Friday 22 February 2019

Journalists deny being briefed negatively by garda press boss about whistleblower McCabe

Maurice McCabe arrives for a session of the tribunal accompanied by his wife Lorraine
Maurice McCabe arrives for a session of the tribunal accompanied by his wife Lorraine

Journalists have denied being fed smear stories about garda whistleblower Maurice McCabe, the Disclosures Tribunal was told.

Former garda press officer Supt Dave Taylor claims to have given negative briefings about Sgt McCabe to a number of reporters, on the orders of then commissioner Martin Callinan.

He says he was ordered to tell them that the whistleblower - who exposed the force's penalty points scandal - had been at the centre of a child sexual assault investigation.
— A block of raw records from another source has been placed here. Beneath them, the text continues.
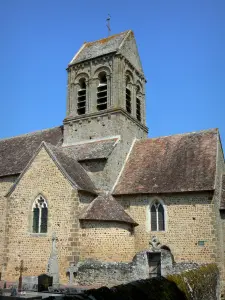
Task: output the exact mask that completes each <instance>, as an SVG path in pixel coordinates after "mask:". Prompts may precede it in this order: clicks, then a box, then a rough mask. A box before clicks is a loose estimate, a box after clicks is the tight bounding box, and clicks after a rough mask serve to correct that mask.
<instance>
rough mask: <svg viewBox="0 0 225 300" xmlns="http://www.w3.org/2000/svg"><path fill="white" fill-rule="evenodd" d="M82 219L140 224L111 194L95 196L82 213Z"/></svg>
mask: <svg viewBox="0 0 225 300" xmlns="http://www.w3.org/2000/svg"><path fill="white" fill-rule="evenodd" d="M79 219H80V220H98V221H113V222H123V223H129V224H132V225H134V226H137V225H138V224H137V223H136V222H135V221H134V220H133V219H132V218H131V217H130V216H129V215H128V214H127V213H126V212H125V210H124V208H123V207H122V205H121V204H119V203H118V202H117V201H116V200H115V199H114V198H113V197H112V196H111V195H110V194H104V195H100V196H98V197H97V198H95V199H94V200H93V201H92V202H91V203H90V205H89V206H88V207H87V209H86V210H85V211H84V212H83V213H82V214H81V215H80V217H79Z"/></svg>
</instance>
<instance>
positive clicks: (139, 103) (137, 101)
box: [136, 98, 141, 121]
mask: <svg viewBox="0 0 225 300" xmlns="http://www.w3.org/2000/svg"><path fill="white" fill-rule="evenodd" d="M136 117H137V119H138V121H141V101H140V99H138V98H137V99H136Z"/></svg>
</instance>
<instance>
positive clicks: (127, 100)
mask: <svg viewBox="0 0 225 300" xmlns="http://www.w3.org/2000/svg"><path fill="white" fill-rule="evenodd" d="M129 84H130V77H129V76H127V79H126V110H127V112H128V113H129V114H131V90H130V88H129Z"/></svg>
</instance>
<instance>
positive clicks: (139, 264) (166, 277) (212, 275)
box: [75, 249, 220, 300]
However, the tribunal was told that five of the nine journalists listed by Supt Taylor denied being briefed in this way.

The other four cited journalistic privilege and have not corroborated Supt Taylor's claims.


The five who deny being briefed are Paul Williams of the Irish Independent and Newstalk, Paul Reynolds and John Burke of RTE, Juno McEnroe of the Irish Examiner and Michael O'Toole of the Irish Daily Star.

Mr O'Toole said he wanted to claim journalistic privilege, but no senior garda had ever smeared Sgt McCabe to him.

The journalists who cited privilege are Conor Lally of the Irish Times, John Mooney of the Sunday Times and Cormac O'Keeffe and Daniel McConnell of the Irish Examiner.

Under questioning from tribunal counsel Diarmaid McGuinness, Supt Taylor was unable to say where and when he briefed journalists about Sgt McCabe.

Some briefings would have taken place on the phone while others would have been on the margins of press conferences.

Former commissioner Martin Callinan
Former commissioner Martin Callinan

Tribunal chairman Mr Justice Peter Charleton asked if he could give details of the specific reaction of any journalist, but Supt Taylor said the journalists "just took the information".

He said the briefings began after he was given an order by Mr Callinan in mid-2013 and ended in March 2014 when the commissioner resigned.

At the time he did not believe what he was doing was wrong, but subsequently realised it was.

Supt Taylor said Mr Callinan was "deeply frustrated" that the penalty points issue was not dying down.

He said he discussed the order with then deputy commissioner Noirin O'Sullivan and also told garda communications director Andrew McLindon.

Ms O'Sullivan and Mr Callinan have denied any knowledge of or involvement in a smear campaign, while Mr McLindon says he was never told by Supt Taylor of any order to brief negatively against Sgt McCabe.

Supt Dave Taylor
Supt Dave Taylor

The tribunal heard there was a conflict between the evidence of Supt Taylor and that of Paul Williams, who in 2014 published an interview with the young woman who had alleged Sgt McCabe sexually assaulted her as a child.

Sgt McCabe had been cleared of the allegation in 2007.

Mr Williams has said he contacted Supt Taylor about a week after meeting the woman with a number of questions.

However, Supt Taylor said he thought Mr Williams contacted him on the day of the interview, not with questions but to let him know it had taken place.


Earlier, the tribunal heard how Mr Callinan was annoyed when an article appeared in the Irish Independent in April 2013 saying the commissioner had penalty points quashed.

The journalist who wrote the article said she called to the commissioner's house to check that the Martin Callinan living at that address was him.

Mr Callinan was "agitated" and felt it was a breach of his privacy, Supt Taylor said.

He added that a few days later, he passed on this "annoyance and concern" at a meeting with a newspaper executive.